According to at least one analyst, “the worst is over,” and “manufacturing will be less of a drag on the economy.”
(IW – Shobhana Chandra: 4-1-16) While manufacturing jobs dropped precipitously for March, manufacturing somehow still expanded for the first time in seven months, fueled by a surge in orders that signals American factories are emerging from their worst slump since the last recession.
The Institute for Supply Management’s index climbed to 51.8 from 49.5 in February, figures from the Tempe, Ariz.-based group showed Friday. It was the first time since August that the gauge exceeded 50, the dividing line between growth and contraction.
Factory bookings were the strongest since November 2014 and a measure of production reached a 10-month high as companies made further progress getting inventories in line with sales. The outlook for manufacturing is a bit brighter following a recent recovery in commodities prices and a tempering of the dollar’s strength.
“The worst is over,” said Harm Bandholz, chief U.S. economist at UniCredit Bank AG. “The rebound in the sentiment data avoids a self-fulfilling negative spiral” and it means “manufacturing will be less of a drag on the economy.”
Twelve of 18 industries surveyed by the purchasing managers’ group posted growth, including printing, furniture, machinery and plastics. The ISM index was the strongest since July and exceeded the Bloomberg survey median forecast of 51. Economists’ estimates ranged from 48 to 53.2.
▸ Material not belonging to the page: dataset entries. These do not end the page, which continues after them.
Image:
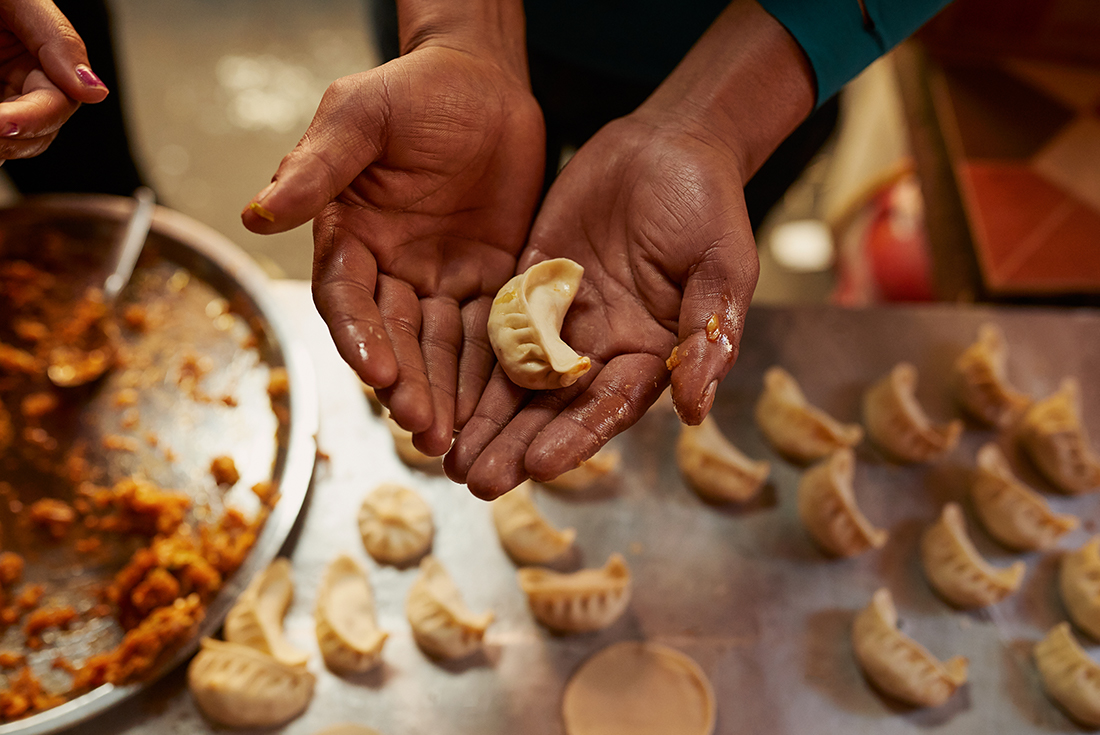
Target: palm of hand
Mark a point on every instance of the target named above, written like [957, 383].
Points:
[432, 226]
[447, 203]
[658, 220]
“There looks like a lot of momentum,” Bradley Holcomb, chairman of the ISM factory survey, said. “Let’s be careful to note this is just one month after five months of contraction,” he said, adding there is “every reason to be confident about the next few months.”
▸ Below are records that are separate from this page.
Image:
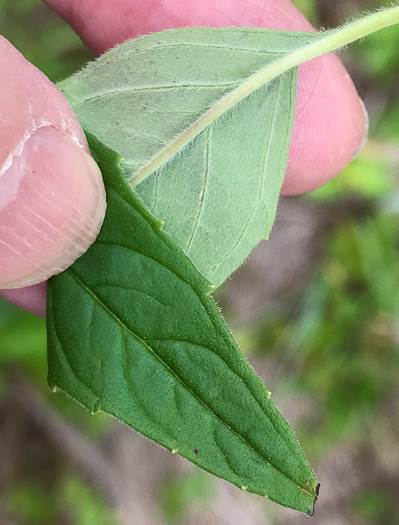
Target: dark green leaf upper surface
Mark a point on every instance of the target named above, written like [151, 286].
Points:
[133, 332]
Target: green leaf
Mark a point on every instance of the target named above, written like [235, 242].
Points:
[133, 332]
[203, 119]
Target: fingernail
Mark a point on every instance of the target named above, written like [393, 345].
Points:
[52, 205]
[366, 129]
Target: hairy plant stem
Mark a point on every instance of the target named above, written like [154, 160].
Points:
[333, 40]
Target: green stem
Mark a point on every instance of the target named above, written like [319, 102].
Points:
[332, 41]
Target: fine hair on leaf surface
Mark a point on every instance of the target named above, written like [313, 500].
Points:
[199, 121]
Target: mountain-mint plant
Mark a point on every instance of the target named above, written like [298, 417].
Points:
[198, 121]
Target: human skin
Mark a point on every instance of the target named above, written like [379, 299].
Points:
[330, 124]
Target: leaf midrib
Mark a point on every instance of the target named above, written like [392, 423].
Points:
[173, 373]
[330, 41]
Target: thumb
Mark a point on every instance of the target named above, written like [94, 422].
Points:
[52, 198]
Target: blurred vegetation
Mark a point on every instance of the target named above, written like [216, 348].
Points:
[338, 339]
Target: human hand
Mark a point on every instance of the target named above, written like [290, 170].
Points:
[330, 123]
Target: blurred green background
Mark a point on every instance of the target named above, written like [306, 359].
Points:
[316, 309]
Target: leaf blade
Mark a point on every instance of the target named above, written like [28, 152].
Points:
[146, 343]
Signs manufacturing is “moving in the right direction” include supplier deliveries showing tightness in the supply chain, customer inventories that are too low, growing backlogs and improving exports, Holcomb said.
The new orders gauge increased to 58.3 from 51.5, and a measure of production rose to 55.3 from 52.8. Thirteen of 18 industries reported a pickup in March bookings. The index for orders waiting to be filled advanced to 51 from 48.5. One weak spot in the report was the factory employment measure, which decreased to 48.1 from the prior month’s 48.5.
The index of export orders rose to 52, from 46.5. That marked the biggest jump since April 2011. The gauge of factory inventories edged up to 47 from 45, and customer stockpiles rose to 49 from 47.
The index of prices paid surged 13 points, the most since August 2012, to 51.5. It was the first time since October 2014 that the measure indicated rising prices.